The Prefecture of Police is located here on rue de Jérusalem. This street, which once stood at 38 quai des Orfèvres, disappeared in 1883.
This rare plan is surrounded by twenty-nine views of the main Parisian monuments, including the planned Palais du Roi de Rome. The city's twelve arrondissements are outlined in watercolor. The plan is accompanied by a list of streets, passages, bridges, squares, abattoirs, cemeteries and arrondissements. The title, inscribed on a drapery, is adorned with the Imperial Eagle.

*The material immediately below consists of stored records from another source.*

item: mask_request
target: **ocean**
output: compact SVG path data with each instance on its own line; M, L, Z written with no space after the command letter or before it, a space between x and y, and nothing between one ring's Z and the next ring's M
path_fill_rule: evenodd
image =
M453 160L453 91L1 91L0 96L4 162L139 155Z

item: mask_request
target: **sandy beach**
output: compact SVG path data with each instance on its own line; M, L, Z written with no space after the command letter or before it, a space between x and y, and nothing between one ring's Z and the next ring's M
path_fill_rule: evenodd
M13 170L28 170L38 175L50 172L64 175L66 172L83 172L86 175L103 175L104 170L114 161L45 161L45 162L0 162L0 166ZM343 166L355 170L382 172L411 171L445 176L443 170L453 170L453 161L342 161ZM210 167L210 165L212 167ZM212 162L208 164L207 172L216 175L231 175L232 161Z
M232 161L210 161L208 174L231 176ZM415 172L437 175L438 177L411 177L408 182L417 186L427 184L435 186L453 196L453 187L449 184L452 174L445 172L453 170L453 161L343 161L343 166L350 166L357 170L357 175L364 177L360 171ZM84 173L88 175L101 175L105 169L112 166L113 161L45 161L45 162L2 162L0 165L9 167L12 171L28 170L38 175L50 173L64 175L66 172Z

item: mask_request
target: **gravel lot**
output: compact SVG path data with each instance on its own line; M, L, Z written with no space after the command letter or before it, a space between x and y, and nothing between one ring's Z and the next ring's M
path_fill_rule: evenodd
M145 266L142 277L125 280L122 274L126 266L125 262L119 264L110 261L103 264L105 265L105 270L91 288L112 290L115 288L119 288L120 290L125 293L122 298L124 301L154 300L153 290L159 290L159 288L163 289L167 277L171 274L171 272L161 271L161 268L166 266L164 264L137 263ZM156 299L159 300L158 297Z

We have found no information on the author, J. Bonnisel. This is most certainly the Parisian engraver and geographer Jacques Guillaume Bonnisselle or Bonisel (17..-1833), author of a map of France published by Jean in Paris, as for our map. This map of France bears the name J.G. Bonnisel (copy at BnF). Vallée also mentions a Plan de Paris divisé en 12 mairies, engraved by Bonnisel and also published by Jean, in 1807 (Vallée, 1632). - Bonnardot, p. 226; unknown to Vallée?